Dice Wikipedia que “Los delincuentes se presentan como benefactores ante los rehenes para evitar una escalada de los hechos. De aquí puede nacer una relación emocional de las víctimas por agradecimiento con los autores del delito”. Creo que esto explica perfectamente a lo que me refiero cuando sostengo que quienes aún continúan creyendo y esperanzados en el  gobierno les proporcionará la satisfacción de sus necesidades y les mejorará la calidad de vida, parecieran estar absolutamente afectados por el síndrome de Estocolmo. Son estos quienes comienzan su rosario de quejas y solicitudes manifestando su profundo amor y admiración hacia el comandante y su revolución.
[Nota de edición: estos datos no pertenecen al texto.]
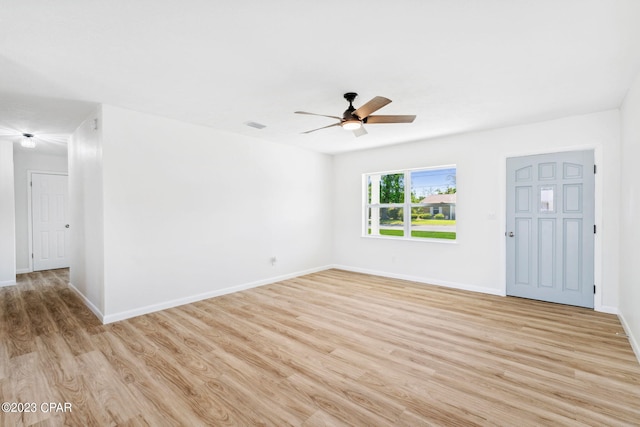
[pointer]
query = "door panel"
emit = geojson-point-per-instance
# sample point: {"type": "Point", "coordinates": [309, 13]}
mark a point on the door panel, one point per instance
{"type": "Point", "coordinates": [49, 220]}
{"type": "Point", "coordinates": [550, 217]}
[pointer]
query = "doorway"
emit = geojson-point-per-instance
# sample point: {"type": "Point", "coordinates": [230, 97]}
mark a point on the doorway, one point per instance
{"type": "Point", "coordinates": [50, 241]}
{"type": "Point", "coordinates": [550, 227]}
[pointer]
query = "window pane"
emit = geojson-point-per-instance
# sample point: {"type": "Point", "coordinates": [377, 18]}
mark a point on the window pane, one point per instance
{"type": "Point", "coordinates": [428, 182]}
{"type": "Point", "coordinates": [435, 190]}
{"type": "Point", "coordinates": [386, 222]}
{"type": "Point", "coordinates": [391, 188]}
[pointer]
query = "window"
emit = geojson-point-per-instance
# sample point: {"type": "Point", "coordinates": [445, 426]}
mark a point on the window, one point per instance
{"type": "Point", "coordinates": [411, 204]}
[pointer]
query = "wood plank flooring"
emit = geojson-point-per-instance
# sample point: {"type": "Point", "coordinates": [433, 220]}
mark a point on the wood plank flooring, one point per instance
{"type": "Point", "coordinates": [331, 348]}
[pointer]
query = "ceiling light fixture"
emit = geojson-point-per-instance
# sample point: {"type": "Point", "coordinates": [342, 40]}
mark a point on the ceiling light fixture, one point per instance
{"type": "Point", "coordinates": [28, 141]}
{"type": "Point", "coordinates": [351, 124]}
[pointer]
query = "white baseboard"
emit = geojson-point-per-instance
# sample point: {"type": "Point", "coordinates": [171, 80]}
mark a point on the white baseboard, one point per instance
{"type": "Point", "coordinates": [199, 297]}
{"type": "Point", "coordinates": [7, 283]}
{"type": "Point", "coordinates": [635, 342]}
{"type": "Point", "coordinates": [88, 303]}
{"type": "Point", "coordinates": [425, 280]}
{"type": "Point", "coordinates": [606, 309]}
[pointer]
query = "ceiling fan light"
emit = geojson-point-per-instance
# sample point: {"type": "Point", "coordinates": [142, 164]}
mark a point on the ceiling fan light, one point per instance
{"type": "Point", "coordinates": [28, 141]}
{"type": "Point", "coordinates": [351, 124]}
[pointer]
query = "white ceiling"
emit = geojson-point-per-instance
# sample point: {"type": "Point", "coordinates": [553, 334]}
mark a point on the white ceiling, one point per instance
{"type": "Point", "coordinates": [460, 65]}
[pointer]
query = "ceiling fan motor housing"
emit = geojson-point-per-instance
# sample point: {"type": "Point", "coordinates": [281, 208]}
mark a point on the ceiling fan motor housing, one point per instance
{"type": "Point", "coordinates": [348, 113]}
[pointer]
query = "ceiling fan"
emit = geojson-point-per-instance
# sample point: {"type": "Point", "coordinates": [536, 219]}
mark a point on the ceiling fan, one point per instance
{"type": "Point", "coordinates": [353, 119]}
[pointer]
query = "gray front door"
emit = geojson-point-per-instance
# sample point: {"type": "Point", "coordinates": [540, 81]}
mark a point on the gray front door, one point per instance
{"type": "Point", "coordinates": [550, 227]}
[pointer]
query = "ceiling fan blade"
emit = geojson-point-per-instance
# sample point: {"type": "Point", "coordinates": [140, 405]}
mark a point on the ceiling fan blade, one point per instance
{"type": "Point", "coordinates": [314, 114]}
{"type": "Point", "coordinates": [374, 105]}
{"type": "Point", "coordinates": [361, 131]}
{"type": "Point", "coordinates": [324, 127]}
{"type": "Point", "coordinates": [391, 119]}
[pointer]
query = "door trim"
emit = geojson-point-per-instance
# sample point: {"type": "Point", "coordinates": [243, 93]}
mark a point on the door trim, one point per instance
{"type": "Point", "coordinates": [598, 201]}
{"type": "Point", "coordinates": [29, 208]}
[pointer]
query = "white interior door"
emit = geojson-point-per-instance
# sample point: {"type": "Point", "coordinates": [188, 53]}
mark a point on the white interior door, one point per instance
{"type": "Point", "coordinates": [49, 216]}
{"type": "Point", "coordinates": [550, 227]}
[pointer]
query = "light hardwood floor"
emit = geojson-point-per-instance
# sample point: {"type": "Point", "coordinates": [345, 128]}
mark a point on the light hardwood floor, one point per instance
{"type": "Point", "coordinates": [331, 348]}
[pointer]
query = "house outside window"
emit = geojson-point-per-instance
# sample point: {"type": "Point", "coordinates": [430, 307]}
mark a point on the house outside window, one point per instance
{"type": "Point", "coordinates": [411, 204]}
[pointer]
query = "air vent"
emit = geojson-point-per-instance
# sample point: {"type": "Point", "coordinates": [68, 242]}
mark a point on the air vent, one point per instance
{"type": "Point", "coordinates": [255, 125]}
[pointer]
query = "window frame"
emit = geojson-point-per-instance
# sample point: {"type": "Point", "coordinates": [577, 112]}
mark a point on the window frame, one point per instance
{"type": "Point", "coordinates": [406, 206]}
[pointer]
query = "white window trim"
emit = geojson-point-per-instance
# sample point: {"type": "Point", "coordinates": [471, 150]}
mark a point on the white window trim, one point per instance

Pero, lamentablemente, en Venezuela, junto con los dos síndromes anteriores, convive un problema que puede ser aún más grave de solucionar, y aquí vuelvo a hacer otra extrapolación: un elevado número de venezolanos pareciera sufrir de “trastorno o desorden de deficiencia de atención”. Estos son los que ven la situación que atraviesa el país con total apatía, indiferencia y desinterés. A estos no les importa que se vaya la luz, que cierren emisoras de radio y TV, que haya escasez de alimentos, que no se pueda tener acceso a los dólares, que hayan intervenido y cerrado bancos y que el resto del sistema bancario se encuentre bajo permanente amenaza, que se pudran toneladas de alimentos en contenedores, que se consigan medicamentos e insumos médicos vencidos almacenados en depósitos del gobierno, que sus vecinos hayan sido robados o asesinados, que sus primos estén desempleados, que sus mejores amigos se hayan visto obligados a emigrar para buscar una oportunidad laboral que le fue vetada en el país por haber trabajado en la antigua Pdvsa o, simplemente, para obtener  mejor calidad de vida para ellos y sus hijos. El trastorno de déficit de atención sólo les permite estar pendientes del fin de semana, de la playa y el cine, del álbum de Panini, del juego de su equipo deportivo favorito y si, por casualidad, se les toca el tema de la situación de crisis del país, sencillamente voltean a mirar la luna o zanjan el tema con un “qué fastidio a mí la política no me interesa”.

NOTA: Si alguien conoce un tratamiento o una terapia que puedan ser efectivos para enfrentar estos trastornos que presenta Venezuela en la actualidad, por favor deje su receta en un comentario al terminar de leer el texto.